How to amble around as hands-free as possible, with everything I need for the day easy to reach and securely stowed away.
Counter-clockwise, from 11 o’clock
A Longchamps daypack. It’s backpack in style, but much smaller. In it goes my sketchbook, pencil case, half bottle of water, paper map, colored marker, perhaps a few postcards. Ziplocks for walking around snacks of the fruit/cheese/croissant variety, an Ereader, pocket Kleenex for the inevitable underserviced bathroom stalls, a nylon shopping bag that stuffs into its own pouch the size of an apple. No money. So far, no one has ever wanted to filch my sketchbook or water. A small carabiner is clipped to the strap. If I buy something too large to carry in the daypack, I can clip the shopping bag handles to the back strap of the daypack. The backpack can be pulled it around to my front for those tricky Metro rides, or slung tightly under my arm in museums where backpacks of any size are forbidden.
Around my waist and under my jeans is a money belt. Two zippered pockets divided by mesh. Soft, flexible, reasonably comfortable, and most importantly, in fifteen years of international travel, unbreached by thieves. Contains passport, credit cards and cash. This year I’m trying out a clip-on pocket the size of a credit card and zippered.
Another addition this year is a sturdy, lightweight, waterproof bag for a larger sketchbook and pencils, something I’ll take to parks. It has a long strap I’ll wear slung across my chest, so the bag is at hip level.
Pockets are indispensable to me. So many advantages! Pockets are handy, within easy reach. You don’t leave them behind on a table or hang them over the back of your chair, an unintentional offering to the poor and temptation to the weak. The small size of a pocket limit curbs the urge to carry around more than you absolutely need.
Pant’s pockets.
Right side: iPhone. Mine is in a Mophie case, which is great for extending battery life. From what I’ve read about pickpockets and snatch and grab, I’ll stay way from the doors of the metro, and never put it on a table. I’m going to try to limit my phone use to secure locations, versus bumbling down the streets with my nose in a text. If I need directions over and above my paper map, I’ll leave the phone in my pocket and let Google maps talk to me through my earbud. On the edge of the right pocket I clip my iPod. Don’t judge. Music got me up and down many a hilly street of Edinburgh at the end of a long,hard day of touristing.
Left side: Altoid tin, with change, and walking around cash that’s folded up and clipped with a large paperclip. Oddly enough, no one has ever stolen my mints. That’s where I stash my metro cards too.
Hoodie/ jacket/coat pocket
Right side: a petite Sony rx100 digital camera. Instead of a traditional strap mine has a sturdy elastic cord long enough to reach my pocket without tugging on my neck. Again – I can’t leave it behind or, as has happened, drop it on the stone floor of a Venetian palazzo.

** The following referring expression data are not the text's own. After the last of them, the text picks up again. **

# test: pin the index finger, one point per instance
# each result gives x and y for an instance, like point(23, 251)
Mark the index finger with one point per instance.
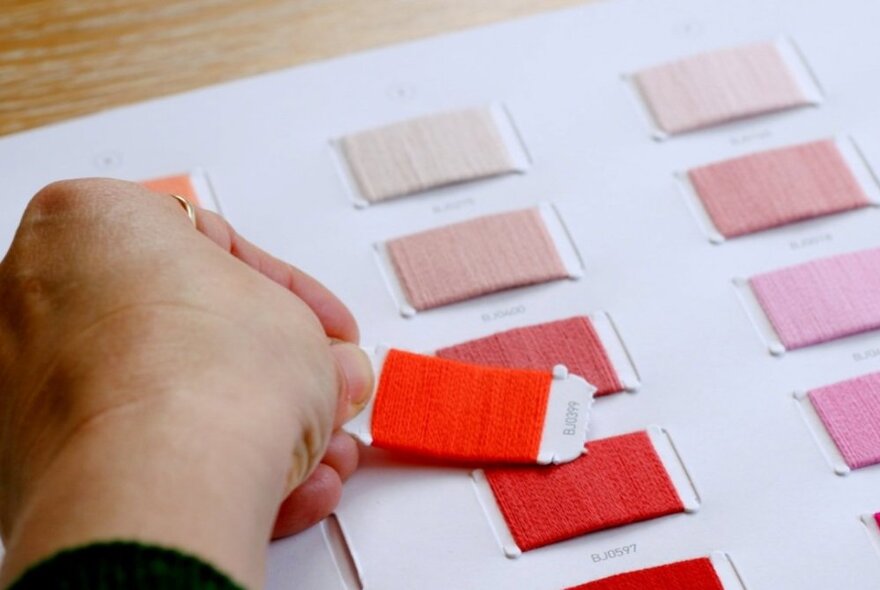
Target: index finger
point(337, 320)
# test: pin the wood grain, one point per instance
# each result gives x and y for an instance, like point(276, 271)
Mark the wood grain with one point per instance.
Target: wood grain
point(63, 58)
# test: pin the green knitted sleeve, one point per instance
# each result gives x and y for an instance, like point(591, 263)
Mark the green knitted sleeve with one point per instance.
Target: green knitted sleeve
point(123, 564)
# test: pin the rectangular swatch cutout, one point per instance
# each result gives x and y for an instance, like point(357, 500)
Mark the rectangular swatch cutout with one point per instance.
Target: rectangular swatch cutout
point(776, 187)
point(473, 258)
point(587, 346)
point(725, 85)
point(619, 480)
point(816, 301)
point(849, 412)
point(193, 186)
point(420, 154)
point(715, 572)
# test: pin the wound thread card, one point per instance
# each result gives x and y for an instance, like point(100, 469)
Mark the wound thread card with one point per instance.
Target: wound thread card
point(553, 120)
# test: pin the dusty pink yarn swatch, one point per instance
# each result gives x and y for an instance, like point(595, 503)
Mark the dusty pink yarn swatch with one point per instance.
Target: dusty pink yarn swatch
point(572, 342)
point(822, 300)
point(850, 411)
point(775, 187)
point(475, 257)
point(719, 86)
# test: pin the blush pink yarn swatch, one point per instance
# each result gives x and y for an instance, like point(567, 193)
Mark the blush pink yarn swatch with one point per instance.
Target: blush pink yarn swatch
point(850, 411)
point(415, 155)
point(775, 187)
point(572, 342)
point(475, 257)
point(719, 86)
point(822, 300)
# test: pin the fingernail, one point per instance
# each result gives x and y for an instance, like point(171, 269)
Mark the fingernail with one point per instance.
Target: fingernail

Left side: a couple of sticks of lip balm, and folded paper map from a master map I’ve made numerous enlarged copies of at Kinkos. It has everything I’ve researched added by hand– the museums, shops, bistros, and markets. At the end of a day, I mark off where I’ve been in yellow highlighter and add notes (yarn shops, boulangeries, art supply stores, etc).
Painted MoJo says
Next time I go anywhere, you’re packing for me. That includes our favorite coffee haunt!
Jer Dufresne says
Wonderful! But why not put your music on your phone and thus cut down on one electronic item?
varules says
Excellent question! Thanks for asking.
Short answer – conservation of battery life & storage space. The priorities for the phone are 1. Use as a camera 2. Art apps, from specific painters to Louvre museum audio tours 3. Call Uber.
As it is, I expect to need a back up battery pack. Diverting music and audio books to an ipod makes sense to me. It’s also tiny. I have the ipod nano 6, which is 1.5 inches square.